開放弦や左手指の体操、音階練習やエチュードへの取り組みがどうして必要なのかを知りたい人にも、このメニューが役立つはずです。

究極の練習メニューの使いかた

 究極の基礎練習メニューは、私のところへ学びに来てくださった生徒さんにお教えしたレッスン内容の一部をまとめ直したものです。

 この練習メニューは、バイオリン演奏に必要な動作を各ステップごとに区切り、気になる部分だけドリル(反復練習)できるようにしてあります。あえてイラストや写真などの図解を採用していません。このドリルで練習するのは動きの作りかたです。私の経験上、写真やイラストというのは動きをとらえたものだとわかっていても「静止したもの」という誤った印象を抱かせてしまうのです。あなたに必要な動きの命令文は、あなた自身の思考と実践の相互作用によってこそ作られるものなのです。

 

こんなひとのために書きました

 バイオリンを自ら演奏する愛好家、プロの演奏家を目指す学生さん、すでにプロとして自立している音楽家や指導者のために書きました。

究極の基礎練習が目指すもの

 バイオリン演奏の究極の基礎練習とは何でしょうか。それは楽器と奏者自身とを触れ合わせることです。
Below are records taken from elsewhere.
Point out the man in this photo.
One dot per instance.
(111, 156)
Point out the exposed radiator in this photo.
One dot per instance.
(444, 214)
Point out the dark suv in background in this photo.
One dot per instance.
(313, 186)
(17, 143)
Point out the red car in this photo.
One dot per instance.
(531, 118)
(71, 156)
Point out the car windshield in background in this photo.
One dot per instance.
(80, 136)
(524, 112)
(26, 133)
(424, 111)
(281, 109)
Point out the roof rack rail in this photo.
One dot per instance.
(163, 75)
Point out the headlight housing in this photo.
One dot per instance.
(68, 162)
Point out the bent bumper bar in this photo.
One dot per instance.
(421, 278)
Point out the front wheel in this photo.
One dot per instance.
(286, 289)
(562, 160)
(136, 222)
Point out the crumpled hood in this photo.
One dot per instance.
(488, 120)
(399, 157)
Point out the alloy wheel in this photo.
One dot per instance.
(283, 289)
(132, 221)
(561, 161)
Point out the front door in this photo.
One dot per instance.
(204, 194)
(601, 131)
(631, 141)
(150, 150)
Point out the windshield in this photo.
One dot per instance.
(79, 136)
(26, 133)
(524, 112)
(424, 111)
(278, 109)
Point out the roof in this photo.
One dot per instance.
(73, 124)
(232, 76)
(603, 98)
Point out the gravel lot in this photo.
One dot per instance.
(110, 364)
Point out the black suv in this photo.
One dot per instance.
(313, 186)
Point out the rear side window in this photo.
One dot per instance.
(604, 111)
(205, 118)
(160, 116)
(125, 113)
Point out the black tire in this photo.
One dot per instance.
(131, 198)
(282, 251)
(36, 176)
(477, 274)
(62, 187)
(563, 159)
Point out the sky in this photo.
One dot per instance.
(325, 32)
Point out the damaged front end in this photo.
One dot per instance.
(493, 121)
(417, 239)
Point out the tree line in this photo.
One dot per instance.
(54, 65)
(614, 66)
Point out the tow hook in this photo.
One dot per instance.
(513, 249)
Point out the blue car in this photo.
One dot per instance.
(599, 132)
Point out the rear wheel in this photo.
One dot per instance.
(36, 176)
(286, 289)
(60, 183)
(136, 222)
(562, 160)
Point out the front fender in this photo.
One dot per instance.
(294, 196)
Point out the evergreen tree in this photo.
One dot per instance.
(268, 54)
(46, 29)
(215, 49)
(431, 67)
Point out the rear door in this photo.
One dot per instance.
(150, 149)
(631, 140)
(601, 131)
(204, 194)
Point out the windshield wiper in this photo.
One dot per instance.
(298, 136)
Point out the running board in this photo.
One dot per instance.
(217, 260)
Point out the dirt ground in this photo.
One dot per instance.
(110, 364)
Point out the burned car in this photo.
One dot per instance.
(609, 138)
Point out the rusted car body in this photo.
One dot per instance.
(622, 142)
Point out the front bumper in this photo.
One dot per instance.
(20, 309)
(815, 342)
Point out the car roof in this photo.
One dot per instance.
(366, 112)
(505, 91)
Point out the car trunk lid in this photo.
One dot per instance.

 想像してみてください。奏者であるあなたは楽器をケースから取り出し、演奏をします。そのとき、楽器と触れ合わずに演奏ができるでしょうか?

 楽器を手に取る。体に置く。これは演奏する前であっても、はじめてからも続けておこなっていることなのです。

 演奏を聞かなくても、奏者のレベルがおおよそわかるという話を聞いたことがありませんか?……演奏の準備動作を見ればわかるという人もいますし、練習の時の楽器の扱い方を見ていればわかるという人もいます。楽器ケースを持ち運ぶ姿でもわかるという人もいます。なぜでしょうか?

 ヒントは、バイオリニストは「触れ合わせる」ことによって音を作り出すプロフェッショナルだからです。

 おわかりになったでしょうか。あなたが「自分自身」と「自分に触れているもの」とを「どう触れ合わせているか」ということこそが、あなたの演奏の質を決定づけます。